Monday, December 16, 2019

Shelves That Are Empty





I’d tried the other day around 4:15PM to look for books.  I pulled back a cardboard box or two.  Pull wha's under this one.  Inspect this plastic Tupperware containers one by one.  In the end most of what I saw was one or two books of note, books which I’d gladly liberate from the basement dungeon and put them on the book shelf walls in the ground floor bedroom.   But there wasn’t much else to be found.   It was getting dark.  One of the bulbs was out.  Another day, then



This afternoon I returned.   In the far northeast corner there are seven our eight cardboard records.  Vinyl is heavy and fragile.  I realized as I moved one box and then another that all the books were in the plastic tubs at the very bottom of the floor.  I must have thought to put them on the ground just in case this basement flooded, though it never has.  And as I moved one liquor box full of records and then another I could see all the books I was looking for. 

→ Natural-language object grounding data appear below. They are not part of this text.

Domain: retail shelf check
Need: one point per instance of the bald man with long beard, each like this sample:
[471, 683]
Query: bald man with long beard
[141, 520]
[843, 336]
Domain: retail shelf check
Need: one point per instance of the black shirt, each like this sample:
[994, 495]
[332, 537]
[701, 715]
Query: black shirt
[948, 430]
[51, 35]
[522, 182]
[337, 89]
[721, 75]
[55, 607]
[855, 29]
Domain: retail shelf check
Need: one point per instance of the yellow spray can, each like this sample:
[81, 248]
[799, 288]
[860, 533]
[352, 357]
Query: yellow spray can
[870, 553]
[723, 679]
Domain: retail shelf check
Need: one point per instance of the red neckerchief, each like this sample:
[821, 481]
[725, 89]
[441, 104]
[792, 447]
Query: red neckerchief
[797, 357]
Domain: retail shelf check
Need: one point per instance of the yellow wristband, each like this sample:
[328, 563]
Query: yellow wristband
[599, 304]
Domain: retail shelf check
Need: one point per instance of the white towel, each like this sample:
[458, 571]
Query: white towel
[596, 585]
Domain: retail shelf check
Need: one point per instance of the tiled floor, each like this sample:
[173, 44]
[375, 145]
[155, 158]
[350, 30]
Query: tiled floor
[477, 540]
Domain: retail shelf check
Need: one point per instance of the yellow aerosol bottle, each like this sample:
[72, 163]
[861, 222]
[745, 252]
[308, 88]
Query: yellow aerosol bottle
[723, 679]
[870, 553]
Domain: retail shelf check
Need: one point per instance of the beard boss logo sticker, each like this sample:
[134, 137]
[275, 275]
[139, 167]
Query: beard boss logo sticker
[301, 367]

Much of what I found were books from undergrad.  Rousseau’s “Social Contract,”  collections of Tolstoy short stories, a text book on oceanography.   The guest room that has served as one or another child’s bedroom over the years, has two large shelves that are empty and began to fill them now, one by one.  I thought of all the books that are stored over in Beijing that I won’t get to see any time soon.  Even if I had them, we won't be able to put them anywhere. 

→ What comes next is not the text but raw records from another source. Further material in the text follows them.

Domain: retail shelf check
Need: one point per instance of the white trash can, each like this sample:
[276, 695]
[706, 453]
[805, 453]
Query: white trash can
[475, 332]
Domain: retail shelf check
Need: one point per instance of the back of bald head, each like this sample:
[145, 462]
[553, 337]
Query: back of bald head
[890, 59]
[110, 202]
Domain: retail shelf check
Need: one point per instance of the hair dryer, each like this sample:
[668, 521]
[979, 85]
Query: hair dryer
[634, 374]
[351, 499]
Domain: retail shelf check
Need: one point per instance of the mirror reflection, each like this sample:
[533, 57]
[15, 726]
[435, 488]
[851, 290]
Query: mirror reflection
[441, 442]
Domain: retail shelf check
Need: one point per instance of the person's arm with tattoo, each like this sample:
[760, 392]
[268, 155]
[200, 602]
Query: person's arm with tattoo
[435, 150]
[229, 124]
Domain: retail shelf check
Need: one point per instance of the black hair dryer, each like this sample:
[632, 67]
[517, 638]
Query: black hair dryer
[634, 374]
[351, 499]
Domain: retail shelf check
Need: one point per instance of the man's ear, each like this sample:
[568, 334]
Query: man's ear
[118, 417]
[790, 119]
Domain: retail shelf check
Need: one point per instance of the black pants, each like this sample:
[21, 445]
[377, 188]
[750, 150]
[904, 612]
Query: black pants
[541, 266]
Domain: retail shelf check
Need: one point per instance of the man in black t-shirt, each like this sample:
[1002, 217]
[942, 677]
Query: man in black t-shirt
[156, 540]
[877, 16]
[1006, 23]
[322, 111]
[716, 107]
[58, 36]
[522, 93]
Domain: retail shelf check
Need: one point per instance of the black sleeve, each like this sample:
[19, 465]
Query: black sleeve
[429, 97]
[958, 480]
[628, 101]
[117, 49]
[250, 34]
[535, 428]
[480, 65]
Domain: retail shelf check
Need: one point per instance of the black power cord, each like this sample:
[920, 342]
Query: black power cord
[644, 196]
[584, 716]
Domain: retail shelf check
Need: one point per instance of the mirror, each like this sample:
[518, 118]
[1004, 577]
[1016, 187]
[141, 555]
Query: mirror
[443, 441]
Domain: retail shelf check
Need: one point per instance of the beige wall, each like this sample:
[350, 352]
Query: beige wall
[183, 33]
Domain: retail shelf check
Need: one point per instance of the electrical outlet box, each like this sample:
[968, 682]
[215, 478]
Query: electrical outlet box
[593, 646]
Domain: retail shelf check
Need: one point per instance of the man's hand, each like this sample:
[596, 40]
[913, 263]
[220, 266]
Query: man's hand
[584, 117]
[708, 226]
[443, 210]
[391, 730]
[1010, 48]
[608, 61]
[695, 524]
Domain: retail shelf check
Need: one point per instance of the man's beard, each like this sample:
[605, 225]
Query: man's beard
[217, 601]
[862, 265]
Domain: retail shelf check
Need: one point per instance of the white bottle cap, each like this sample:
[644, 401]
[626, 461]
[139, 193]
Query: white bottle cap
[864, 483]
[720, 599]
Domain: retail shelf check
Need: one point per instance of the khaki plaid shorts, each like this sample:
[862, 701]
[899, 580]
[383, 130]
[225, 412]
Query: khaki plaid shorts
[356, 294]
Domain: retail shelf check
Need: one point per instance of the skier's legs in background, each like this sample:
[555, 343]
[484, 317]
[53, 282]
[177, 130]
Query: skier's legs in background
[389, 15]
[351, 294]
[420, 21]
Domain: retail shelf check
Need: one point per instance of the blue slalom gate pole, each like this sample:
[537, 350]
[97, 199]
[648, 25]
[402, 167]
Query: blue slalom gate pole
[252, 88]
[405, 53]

Later that night I got to button down my younger one so I could read to her.  We are approaching the ending of “Anna Karenina.”  But the focus was on Levin and Kitty who had just had a baby.  Tolstoy manages once again to perfectly render the male version, certainly of the frantic time before one welcomes a new born and how time, moves so differently and one's rhythms are so completely at odds with the rest of the world’ around you.  I remember those moments when time stood still.